I have a friend who hyperfocuses on music (performance and composition). He’s really good at it and while he won’t get a cozy 9-5 office job, I’m quite certain he’ll be able to turn his passion into a career. I have another friend who hyperfocuses on video games, and I can only hope he finds a way.
Outside of programming, the only time I experience that long-term focus flow state in on amphetamines which force me to focus on EVERYTHING. I see kids who refuse to take their drugs get a lot of shit from people who think they know better. They get mocked for complaining that it changes their personality, and people tell them that it’s all for the best. It disgusts me. Stimulants don’t make someone with ADD into a “normal” person. You don’t get to choose what you focus on. Just like with hyperfocussing, you can’t NOT focus on whatever is put in front of you. If the first thing you hone in on is the paper you need to write, great. But then you stop to go to the bathroom, and when you come back, before returning to the paper you hone in on the pull-cord of your blinds and bat it around like a kitten.
And you know how I said I don’t notice the passage of time while hyperfocusing? Same thing applies when mindlessly fidgetting with the blinds, or spinning coins on the desk, or repeatedly throwing my phone into the air and catching it.
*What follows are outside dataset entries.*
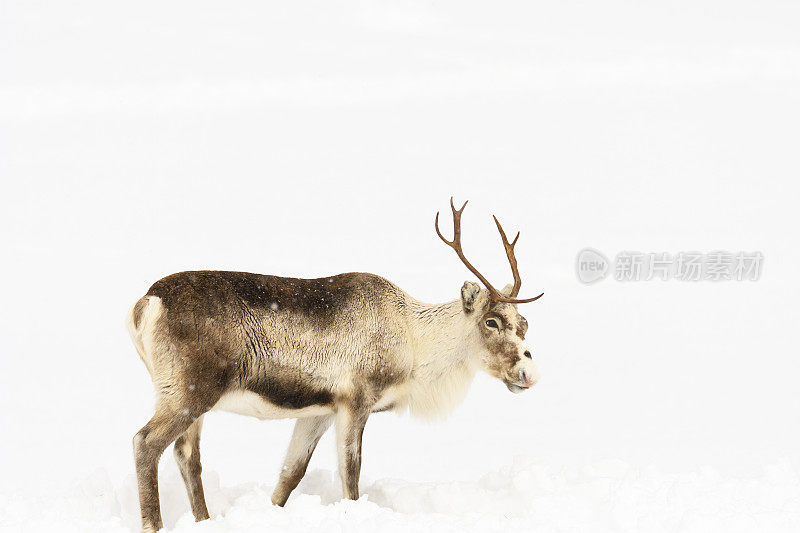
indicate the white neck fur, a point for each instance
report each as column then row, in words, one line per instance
column 445, row 346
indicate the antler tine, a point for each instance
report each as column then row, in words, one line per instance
column 455, row 244
column 512, row 259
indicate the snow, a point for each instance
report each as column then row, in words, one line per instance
column 308, row 139
column 524, row 496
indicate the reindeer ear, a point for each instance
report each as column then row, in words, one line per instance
column 470, row 293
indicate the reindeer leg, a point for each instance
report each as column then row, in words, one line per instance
column 307, row 432
column 148, row 445
column 350, row 424
column 187, row 455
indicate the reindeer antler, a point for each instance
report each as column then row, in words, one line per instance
column 455, row 244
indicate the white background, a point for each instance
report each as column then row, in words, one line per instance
column 306, row 139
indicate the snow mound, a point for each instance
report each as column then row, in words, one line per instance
column 525, row 496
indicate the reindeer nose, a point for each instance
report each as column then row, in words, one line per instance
column 527, row 381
This can go on for uncomfortably long before I realize I’ve spent the last hour doing absolutely nothing.
I waste my time on such things anyway, but without the drugs I can catch myself much earlier — because I lose focus on time wasting just as easily as everything else.
Even more dangerous is focusing on something productive that isn’t the task at hand. I’ve sat down to try to start and finish a final paper with a three days to go, managed to get distracted by a (computer-related) project that had been stewing in my brain for days and had just come to a head. I slipped and let myself work on it for an hour after making decent progress on the paper, and then spent the rest of the day working on it. And the whole night. Until the stimulants finally wore off and felt so sick (from forgetting to eat all day) that I had to stop. The next day I had an anxiety attack because I had squandered a whole day (and messed up my chemistry probably), and finally the next day I managed to squeeze out the paper, no drugs involved. It got a C-.
ADD isn’t about not caring enough to perform up to expectations. It’s not about being lazy. It’s not about being easily distracted, or a lack of willpower, or only being able to focus on the things you feel like focusing on. It’s about a lack of control over your capacity to focus.
Note: There was an interesting discussion on HN.